The cog mentality is so ingrained in our behaviour, even when we finally DO break free, start our own businesses, work on our own creative projects, and find ways to make our work and lives meaningful to us again.

It’s why you still write those emails that sound like a robot wrote them.
It’s why you still sit at your desk punishing yourself day after day.
It’s why you feel guilty for taking the afternoon off.
It’s why you let your business take over your entire life, because you are so scared that if you do anything besides work, everything’s going to come crashing down around you.

Resist.

Resist, resist, resist this temptation.

Remember why you’re here in the first place: To enjoy life more. And if that’s the case, then you cannot leave the joy out of the equation.

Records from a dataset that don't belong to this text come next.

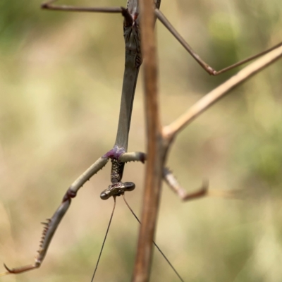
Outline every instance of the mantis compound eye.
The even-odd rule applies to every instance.
[[[126,191],[132,191],[135,188],[133,182],[117,182],[110,185],[108,189],[100,194],[102,200],[108,200],[111,196],[121,196]]]

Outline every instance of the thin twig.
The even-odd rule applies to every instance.
[[[281,56],[282,47],[280,47],[244,68],[224,83],[207,94],[170,125],[165,126],[163,129],[164,137],[169,140],[173,139],[176,134],[219,99],[223,97],[230,90],[278,60]]]

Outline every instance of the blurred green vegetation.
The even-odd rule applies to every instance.
[[[120,15],[42,11],[38,1],[0,2],[0,262],[32,263],[42,226],[68,185],[111,148],[124,66]],[[125,6],[124,1],[68,1]],[[163,0],[161,10],[219,70],[282,41],[278,0]],[[157,25],[164,124],[238,71],[208,75]],[[242,190],[240,200],[180,203],[164,185],[157,242],[185,281],[277,282],[282,270],[282,67],[264,70],[192,123],[168,166],[188,191]],[[142,81],[142,77],[140,78]],[[130,147],[144,151],[142,84]],[[90,281],[112,201],[99,193],[110,165],[80,191],[42,266],[6,281]],[[126,166],[138,214],[143,166]],[[138,223],[118,199],[97,281],[130,281]],[[4,270],[4,269],[2,269]],[[156,251],[152,281],[176,281]]]

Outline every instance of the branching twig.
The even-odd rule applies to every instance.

Which is precisely why I’m going to England tomorrow, and why I prioritize travel as a whole:

Because my business needs to bend around my life, or I don’t own a business—it owns me.

I must be able to USE the asset I’ve created to my advantage.

How many times did you tell yourself you’d start a business so you could be home more? Think more? Laugh more? BE more?

…and how many times have you actually done those things?

Because let me tell you what—there will be no congratulatory email that lands in your inbox one day, giving you permission to stop working and start living; no message that says “ding, ding, ding—you can have fun now!” You’re the only one that can make those calls. You’re the only one who’s going to decide the shape your life—and your business—takes.

I insist on running a business to support my lifestyle; I do not wish to run my life to support my business.

And so, when I stroll along the Thames admiring the fashionable women, sipping my afternoon tea, and using the space to pause & ponder…I know that this is a necessary part of my job description as I wrote it.

When I tour the Downton Abbey castle (because of course I am going to tour the fucking Downton Abbey castle), I know that this is a part of my actual business ROI.

When I rent a British sportscar and laugh and laugh and laugh at myself steering on the right side, and driving on the left, and making a total horse’s ass (arse?) of myself at the first intersection I come to, I know that I do business better when I’m NOT always doing business.

And when I write to tell you about it, it will become one more meaningful thread weaved into my business narrative that will, in turn, support my life.

Because living is the real work we must do.

…The papers and the emails and the logistics are merely a hot neon distraction.